Calcium is also commonly added to foods. Products such as breakfast cereals, juices, and plant-based types of milk are commonly fortified. However, it’s best to get your calcium from whole food sources as much as possible.
Factors Affecting Calcium Absorption
There have been debates on whether or not calcium from dairy products is better absorbed than calcium in plants. While it is true that the bioavailability of milk products is higher than that of some plant sources, this does not mean that plant sources can’t also provide adequate amounts. However, it’s important to be aware of factors that may impact calcium usability to be sure you’re getting the most benefit in your diet.
These things include:
- Vitamin D – Helps increase the absorption of calcium in the body and therefore supports all of its functions. Since vitamin D isn’t found in many foods, it’s important to consider supplementing.
- Alcohol and excess caffeine intake – Both things can cause more calcium to be lost in the urine.
- Certain plant compounds – Things called oxalates and phytic acid, which are found in some vegetables, beans, and whole grains, may interfere with mineral absorption. However, boiling and soaking is an excellent method to help remove these compounds and increase absorption in the body. These compounds generally aren’t an issue for most people who eat a variety of calcium-containing plant foods, so they aren’t something to be overly concerned about.

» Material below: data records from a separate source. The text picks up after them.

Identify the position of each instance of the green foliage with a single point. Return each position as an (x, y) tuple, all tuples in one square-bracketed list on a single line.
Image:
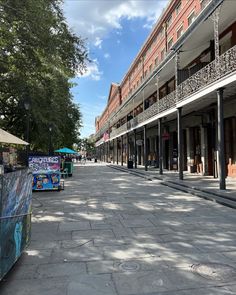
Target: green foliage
[(38, 57), (88, 145)]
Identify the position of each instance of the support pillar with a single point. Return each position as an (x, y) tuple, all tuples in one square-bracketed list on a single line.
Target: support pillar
[(117, 154), (113, 151), (220, 130), (180, 143), (122, 150), (135, 150), (127, 148), (145, 146), (160, 152)]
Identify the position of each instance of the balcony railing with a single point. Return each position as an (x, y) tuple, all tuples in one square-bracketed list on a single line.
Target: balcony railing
[(209, 74), (204, 77)]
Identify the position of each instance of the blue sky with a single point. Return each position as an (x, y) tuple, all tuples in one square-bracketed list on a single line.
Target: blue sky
[(115, 30)]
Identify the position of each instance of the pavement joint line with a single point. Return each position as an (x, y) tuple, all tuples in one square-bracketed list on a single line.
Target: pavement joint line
[(211, 196)]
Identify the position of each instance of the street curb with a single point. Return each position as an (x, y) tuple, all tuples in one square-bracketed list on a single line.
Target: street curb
[(211, 196)]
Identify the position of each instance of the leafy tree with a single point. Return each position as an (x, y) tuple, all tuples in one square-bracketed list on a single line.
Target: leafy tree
[(87, 145), (38, 57)]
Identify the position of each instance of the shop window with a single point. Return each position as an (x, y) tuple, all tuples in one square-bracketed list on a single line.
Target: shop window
[(191, 18)]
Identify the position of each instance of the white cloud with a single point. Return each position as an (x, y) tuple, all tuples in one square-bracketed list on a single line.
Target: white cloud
[(98, 42), (92, 71), (95, 19), (107, 55)]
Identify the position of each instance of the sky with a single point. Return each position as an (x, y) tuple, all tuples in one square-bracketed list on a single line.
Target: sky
[(115, 31)]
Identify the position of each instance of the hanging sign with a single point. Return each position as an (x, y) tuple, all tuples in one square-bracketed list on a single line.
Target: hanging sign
[(139, 141), (166, 136)]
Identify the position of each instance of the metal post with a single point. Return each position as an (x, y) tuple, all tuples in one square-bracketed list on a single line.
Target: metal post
[(215, 18), (160, 146), (127, 148), (117, 155), (122, 150), (177, 61), (113, 151), (145, 146), (180, 143), (221, 150), (135, 149)]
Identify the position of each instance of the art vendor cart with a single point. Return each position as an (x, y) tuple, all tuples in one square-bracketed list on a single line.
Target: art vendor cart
[(46, 172), (15, 216), (15, 209)]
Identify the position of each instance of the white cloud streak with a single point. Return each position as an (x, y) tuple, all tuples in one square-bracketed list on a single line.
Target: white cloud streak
[(92, 71), (95, 19)]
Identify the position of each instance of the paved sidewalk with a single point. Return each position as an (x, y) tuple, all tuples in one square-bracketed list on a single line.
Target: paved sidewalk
[(113, 233), (192, 183)]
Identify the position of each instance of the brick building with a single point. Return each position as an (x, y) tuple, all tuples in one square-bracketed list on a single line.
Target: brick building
[(176, 106)]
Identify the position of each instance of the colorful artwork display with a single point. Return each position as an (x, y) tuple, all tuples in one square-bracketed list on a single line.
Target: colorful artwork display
[(46, 181), (44, 163), (46, 172), (15, 217)]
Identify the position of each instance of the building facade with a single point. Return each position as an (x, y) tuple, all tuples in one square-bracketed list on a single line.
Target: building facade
[(175, 108)]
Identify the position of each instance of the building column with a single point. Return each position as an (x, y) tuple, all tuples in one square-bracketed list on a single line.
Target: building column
[(180, 143), (117, 150), (135, 150), (177, 66), (220, 130), (113, 151), (145, 146), (215, 18), (127, 148), (122, 142), (160, 148), (204, 157), (190, 149)]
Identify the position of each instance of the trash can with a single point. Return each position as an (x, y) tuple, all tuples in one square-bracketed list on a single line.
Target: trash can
[(130, 165)]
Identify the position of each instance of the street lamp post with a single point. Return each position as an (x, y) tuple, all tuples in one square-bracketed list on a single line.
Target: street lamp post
[(27, 108)]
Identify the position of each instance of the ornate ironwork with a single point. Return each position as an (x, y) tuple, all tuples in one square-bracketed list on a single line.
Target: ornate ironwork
[(167, 102), (209, 74), (215, 18)]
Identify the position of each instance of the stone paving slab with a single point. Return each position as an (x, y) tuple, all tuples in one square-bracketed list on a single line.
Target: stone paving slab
[(123, 235), (92, 285)]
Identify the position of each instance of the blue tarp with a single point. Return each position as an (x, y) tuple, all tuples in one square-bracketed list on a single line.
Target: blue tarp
[(65, 151)]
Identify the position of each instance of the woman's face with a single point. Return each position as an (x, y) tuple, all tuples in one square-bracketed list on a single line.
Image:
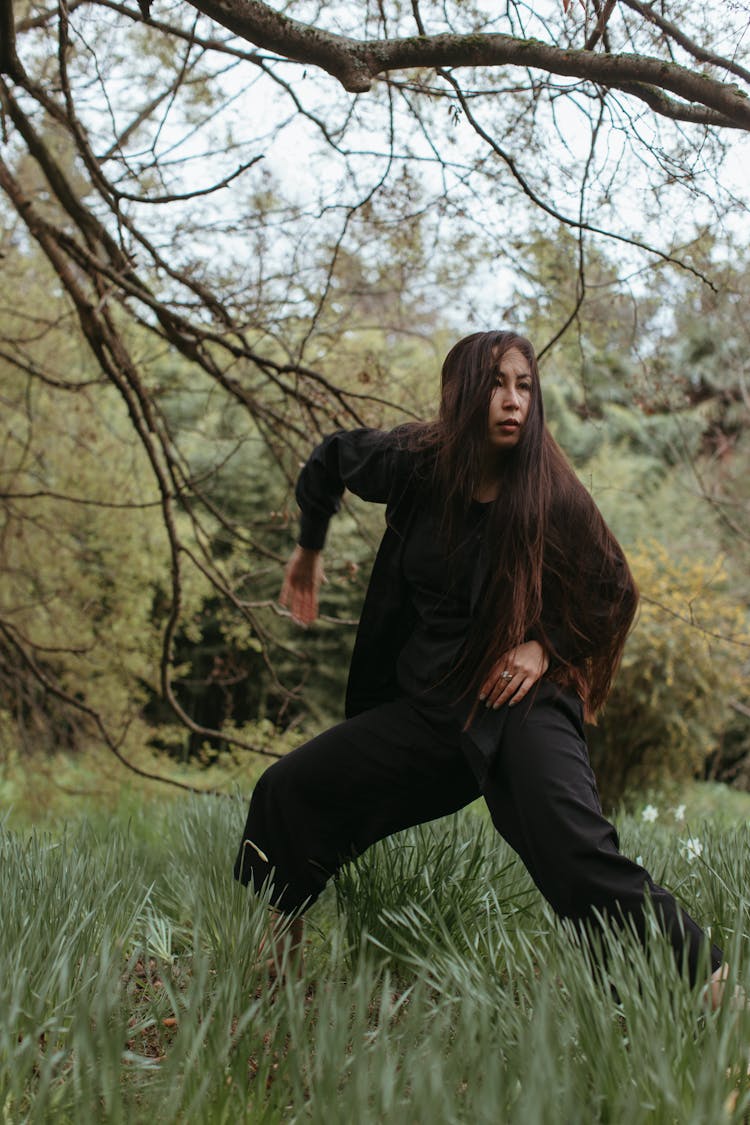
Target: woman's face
[(509, 402)]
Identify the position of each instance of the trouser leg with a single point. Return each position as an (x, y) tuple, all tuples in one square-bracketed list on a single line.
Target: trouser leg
[(357, 783), (542, 797)]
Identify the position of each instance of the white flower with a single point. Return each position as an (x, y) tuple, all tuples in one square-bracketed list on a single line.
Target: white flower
[(692, 848)]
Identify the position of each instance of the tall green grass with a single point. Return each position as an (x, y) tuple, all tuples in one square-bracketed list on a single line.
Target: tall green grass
[(437, 986)]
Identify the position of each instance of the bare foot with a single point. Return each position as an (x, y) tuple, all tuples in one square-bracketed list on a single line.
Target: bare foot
[(716, 992)]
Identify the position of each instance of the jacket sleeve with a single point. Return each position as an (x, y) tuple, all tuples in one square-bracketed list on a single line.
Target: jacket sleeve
[(366, 461)]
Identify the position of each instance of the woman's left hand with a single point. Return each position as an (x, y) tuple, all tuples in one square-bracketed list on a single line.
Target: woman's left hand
[(514, 674)]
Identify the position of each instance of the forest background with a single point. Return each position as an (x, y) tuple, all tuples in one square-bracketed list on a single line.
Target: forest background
[(222, 240)]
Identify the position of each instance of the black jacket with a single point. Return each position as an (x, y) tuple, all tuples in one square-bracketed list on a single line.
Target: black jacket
[(376, 466)]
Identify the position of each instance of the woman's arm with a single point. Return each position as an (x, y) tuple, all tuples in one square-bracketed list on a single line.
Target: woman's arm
[(301, 584), (366, 461)]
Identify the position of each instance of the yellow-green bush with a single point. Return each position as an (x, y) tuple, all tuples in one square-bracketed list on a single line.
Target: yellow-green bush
[(681, 666)]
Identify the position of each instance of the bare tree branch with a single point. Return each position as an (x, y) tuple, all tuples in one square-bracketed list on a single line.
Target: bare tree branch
[(357, 62)]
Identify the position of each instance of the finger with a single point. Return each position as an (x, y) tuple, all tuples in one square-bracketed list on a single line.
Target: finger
[(522, 691), (502, 691), (496, 680)]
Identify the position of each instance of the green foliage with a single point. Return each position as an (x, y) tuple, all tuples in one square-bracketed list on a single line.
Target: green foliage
[(132, 990), (671, 696)]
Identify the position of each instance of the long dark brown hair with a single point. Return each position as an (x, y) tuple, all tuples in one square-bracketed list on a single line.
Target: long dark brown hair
[(557, 573)]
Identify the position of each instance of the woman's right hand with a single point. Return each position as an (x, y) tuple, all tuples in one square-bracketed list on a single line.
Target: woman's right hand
[(301, 583)]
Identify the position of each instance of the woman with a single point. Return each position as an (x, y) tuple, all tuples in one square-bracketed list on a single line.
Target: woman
[(494, 622)]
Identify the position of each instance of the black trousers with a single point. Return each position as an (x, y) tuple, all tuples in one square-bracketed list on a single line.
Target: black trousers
[(400, 765)]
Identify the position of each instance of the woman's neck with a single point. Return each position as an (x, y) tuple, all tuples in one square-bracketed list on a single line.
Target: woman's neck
[(487, 491)]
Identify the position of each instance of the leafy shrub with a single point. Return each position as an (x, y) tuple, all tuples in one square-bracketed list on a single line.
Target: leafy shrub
[(671, 696)]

- Protein – Protein’s effect on calcium has been widely debated and studied. It has been found that when both are consumed in adequate amounts, protein helps increase calcium absorption, and low protein diets are found to be harmful to bone health.
- Age – Calcium absorption declines with age, which is why the needs are higher in the elderly population.
- Digestive issues – Any condition that compromises the intestinal lining, such as Celiac disease, would impair absorption of any vitamin and mineral, including calcium.
Calcium is an important mineral for everyone’s diet, but it doesn’t have to be obtained just from dairy products. Many plant foods provide a good source of calcium, and while some may not be as usable in the body as others, this is not an issue as long as you consume and rely on a wide variety of foods both for your calcium and other nutrient intakes.